Even if many seniors find a way to become Medicaid-eligible, the Medicaid system is already buckling under the strain of providing healthcare to more than 45 million Americans, at a cost of $300 billion a year. Those costs will rise dramatically as Obamacare raises the income for eligibility. Given the rise in the aging population and the additional millions now eligible for Medicaid, there’s no way for states and the federal government to pay for it all.

Are there any viable options, then? One option for covering the costs of long-term care is paying individually for long-term care insurance. But only three percent of Americans have such insurance, and the premiums keep surging. The average cost for a long-term care insurance policy for a 60-year-old couple is $5,000, but many insurance companies are finding that that doesn’t cover costs, because most of those who buy insurance are the ones who will have costly long-term-care needs. Also, long-term health insurance falls short of full coverage; many policies will pay only $125 a day, or a bit more than half the $227-a-day cost of a nursing home bed.

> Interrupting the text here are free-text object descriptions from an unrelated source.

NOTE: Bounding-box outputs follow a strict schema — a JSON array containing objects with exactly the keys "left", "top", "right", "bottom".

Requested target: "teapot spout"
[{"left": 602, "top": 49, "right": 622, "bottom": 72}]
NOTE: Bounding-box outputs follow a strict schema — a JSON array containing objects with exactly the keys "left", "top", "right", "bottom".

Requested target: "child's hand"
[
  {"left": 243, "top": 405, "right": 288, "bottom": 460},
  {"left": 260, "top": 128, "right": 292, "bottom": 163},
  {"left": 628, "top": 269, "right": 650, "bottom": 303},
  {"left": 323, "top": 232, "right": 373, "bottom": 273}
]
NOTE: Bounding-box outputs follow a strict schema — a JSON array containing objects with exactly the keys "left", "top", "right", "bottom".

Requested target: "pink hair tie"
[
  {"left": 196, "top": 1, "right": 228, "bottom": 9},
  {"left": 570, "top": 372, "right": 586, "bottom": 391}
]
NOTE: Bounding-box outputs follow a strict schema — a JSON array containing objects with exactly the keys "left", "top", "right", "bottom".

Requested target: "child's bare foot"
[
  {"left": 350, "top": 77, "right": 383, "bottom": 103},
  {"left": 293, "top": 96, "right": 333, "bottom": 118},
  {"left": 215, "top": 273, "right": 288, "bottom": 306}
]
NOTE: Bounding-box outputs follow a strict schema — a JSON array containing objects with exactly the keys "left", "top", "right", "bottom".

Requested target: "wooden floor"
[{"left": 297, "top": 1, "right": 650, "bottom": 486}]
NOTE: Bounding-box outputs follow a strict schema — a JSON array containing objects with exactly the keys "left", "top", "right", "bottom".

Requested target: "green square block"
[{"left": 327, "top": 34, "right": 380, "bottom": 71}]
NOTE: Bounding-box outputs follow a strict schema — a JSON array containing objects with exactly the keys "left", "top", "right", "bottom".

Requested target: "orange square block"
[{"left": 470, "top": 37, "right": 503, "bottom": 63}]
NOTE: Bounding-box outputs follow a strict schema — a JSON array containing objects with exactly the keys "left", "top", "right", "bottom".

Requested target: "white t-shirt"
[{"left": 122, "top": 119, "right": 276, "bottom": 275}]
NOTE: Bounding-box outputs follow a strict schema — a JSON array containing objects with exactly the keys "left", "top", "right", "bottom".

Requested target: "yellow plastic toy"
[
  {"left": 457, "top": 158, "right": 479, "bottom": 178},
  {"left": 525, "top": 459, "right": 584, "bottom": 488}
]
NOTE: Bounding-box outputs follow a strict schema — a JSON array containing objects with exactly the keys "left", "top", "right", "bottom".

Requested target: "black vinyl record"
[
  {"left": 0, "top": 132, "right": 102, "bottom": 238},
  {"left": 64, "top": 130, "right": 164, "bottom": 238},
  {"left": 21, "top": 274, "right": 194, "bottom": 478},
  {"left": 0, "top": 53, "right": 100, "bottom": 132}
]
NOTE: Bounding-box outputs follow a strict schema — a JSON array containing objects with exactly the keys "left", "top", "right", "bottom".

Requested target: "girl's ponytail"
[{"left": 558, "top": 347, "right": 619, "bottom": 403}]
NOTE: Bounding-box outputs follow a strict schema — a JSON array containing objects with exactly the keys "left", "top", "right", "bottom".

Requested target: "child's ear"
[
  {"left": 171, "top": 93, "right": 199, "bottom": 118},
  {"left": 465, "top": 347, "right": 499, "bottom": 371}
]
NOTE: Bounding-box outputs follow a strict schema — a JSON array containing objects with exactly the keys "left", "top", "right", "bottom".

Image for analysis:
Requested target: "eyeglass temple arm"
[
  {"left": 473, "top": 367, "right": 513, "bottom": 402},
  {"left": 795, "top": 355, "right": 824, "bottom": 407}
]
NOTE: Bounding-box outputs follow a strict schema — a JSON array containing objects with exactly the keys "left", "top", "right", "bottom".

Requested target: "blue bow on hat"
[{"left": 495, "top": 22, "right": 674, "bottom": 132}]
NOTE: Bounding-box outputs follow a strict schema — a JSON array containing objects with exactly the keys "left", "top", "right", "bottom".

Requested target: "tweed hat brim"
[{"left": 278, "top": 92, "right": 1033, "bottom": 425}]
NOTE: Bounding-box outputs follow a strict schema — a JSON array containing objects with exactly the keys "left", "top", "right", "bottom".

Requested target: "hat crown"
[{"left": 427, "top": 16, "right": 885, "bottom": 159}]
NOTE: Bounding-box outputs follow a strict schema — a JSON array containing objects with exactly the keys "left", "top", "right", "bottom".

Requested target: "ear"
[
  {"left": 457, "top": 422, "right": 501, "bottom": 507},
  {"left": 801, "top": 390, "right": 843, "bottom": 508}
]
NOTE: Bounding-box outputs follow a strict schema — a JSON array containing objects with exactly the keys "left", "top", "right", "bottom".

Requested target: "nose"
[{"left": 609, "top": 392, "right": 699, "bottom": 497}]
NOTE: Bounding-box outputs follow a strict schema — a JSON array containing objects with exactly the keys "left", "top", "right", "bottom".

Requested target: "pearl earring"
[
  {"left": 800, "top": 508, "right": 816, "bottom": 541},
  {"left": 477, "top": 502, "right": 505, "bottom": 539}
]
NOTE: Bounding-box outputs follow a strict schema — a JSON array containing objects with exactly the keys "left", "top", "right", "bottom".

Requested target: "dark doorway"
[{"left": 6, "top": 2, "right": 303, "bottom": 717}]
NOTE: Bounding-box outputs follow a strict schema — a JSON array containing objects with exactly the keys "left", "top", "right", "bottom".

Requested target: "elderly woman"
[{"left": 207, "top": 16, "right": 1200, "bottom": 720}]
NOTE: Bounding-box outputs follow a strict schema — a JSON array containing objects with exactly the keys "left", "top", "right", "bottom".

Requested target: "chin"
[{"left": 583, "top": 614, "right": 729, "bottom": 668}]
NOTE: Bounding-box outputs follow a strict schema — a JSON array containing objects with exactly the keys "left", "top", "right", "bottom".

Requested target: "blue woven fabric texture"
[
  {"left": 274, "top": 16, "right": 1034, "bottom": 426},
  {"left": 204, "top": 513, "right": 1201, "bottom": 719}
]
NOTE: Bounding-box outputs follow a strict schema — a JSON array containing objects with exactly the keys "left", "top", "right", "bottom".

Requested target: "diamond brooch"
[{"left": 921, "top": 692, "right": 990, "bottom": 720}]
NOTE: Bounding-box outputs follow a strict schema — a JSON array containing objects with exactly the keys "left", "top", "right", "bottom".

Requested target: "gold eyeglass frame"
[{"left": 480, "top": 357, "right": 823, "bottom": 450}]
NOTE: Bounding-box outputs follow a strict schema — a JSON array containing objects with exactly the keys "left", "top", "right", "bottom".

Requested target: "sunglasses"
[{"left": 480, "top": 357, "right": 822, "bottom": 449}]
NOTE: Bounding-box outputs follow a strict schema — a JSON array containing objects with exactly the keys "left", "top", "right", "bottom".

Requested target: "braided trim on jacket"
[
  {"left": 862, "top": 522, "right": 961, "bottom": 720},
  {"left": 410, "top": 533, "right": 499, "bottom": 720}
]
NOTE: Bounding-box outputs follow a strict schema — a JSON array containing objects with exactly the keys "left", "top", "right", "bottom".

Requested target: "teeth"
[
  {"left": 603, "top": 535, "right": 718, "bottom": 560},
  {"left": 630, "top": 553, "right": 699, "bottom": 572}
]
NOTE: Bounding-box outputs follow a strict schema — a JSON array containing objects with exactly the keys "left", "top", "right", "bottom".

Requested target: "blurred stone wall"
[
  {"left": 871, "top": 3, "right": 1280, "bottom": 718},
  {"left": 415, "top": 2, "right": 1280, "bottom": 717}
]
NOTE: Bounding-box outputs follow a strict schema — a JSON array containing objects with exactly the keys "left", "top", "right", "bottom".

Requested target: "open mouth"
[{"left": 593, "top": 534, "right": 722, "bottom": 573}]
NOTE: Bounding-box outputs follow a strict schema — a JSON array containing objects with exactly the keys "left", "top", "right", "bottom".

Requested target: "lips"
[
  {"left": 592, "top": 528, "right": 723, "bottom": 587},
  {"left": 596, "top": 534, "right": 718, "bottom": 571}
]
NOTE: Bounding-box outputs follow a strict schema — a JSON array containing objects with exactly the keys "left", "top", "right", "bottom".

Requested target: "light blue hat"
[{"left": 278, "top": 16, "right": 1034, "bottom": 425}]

What is needed is a hybrid approach. Congress should make long-term insurance affordable by encouraging more employers to offer it and more people to buy it. The more people who buy it, the lower the costs will be. The government could provide tax breaks for individuals who buy policies and for companies that subsidize the insurance for employees. If such incentives are put into place, long-term coverage would be cheaper and many more Americans would buy into the system.

In addition, for those who don’t have insurance and don’t need the 24-hour care of a nursing home, the government could reimburse a family member to provide care. This is done regularly in the UK, and would provide a higher level of care for a lower cost.

Another, more drastic, approach would be to take mandatory deduction from paychecks, as is done now for Medicare. However, no one wants to see another slice off their paycheck, and creating another government bureaucracy will mean that that slice will grow as time goes on. It’s unlikely that an unpopular Congress would contemplate passing another payroll deduction.

Members of Congress are aware of this demographic time bomb but, as usual, have been sitting on their hands. Currently a committee is weighing options, but it has to act soon. Obamacare was accused of throwing granny under the bus. That’s arguable. But what’s indisputable is that without a plan on long-term care, Congress is throwing granny into the poorhouse.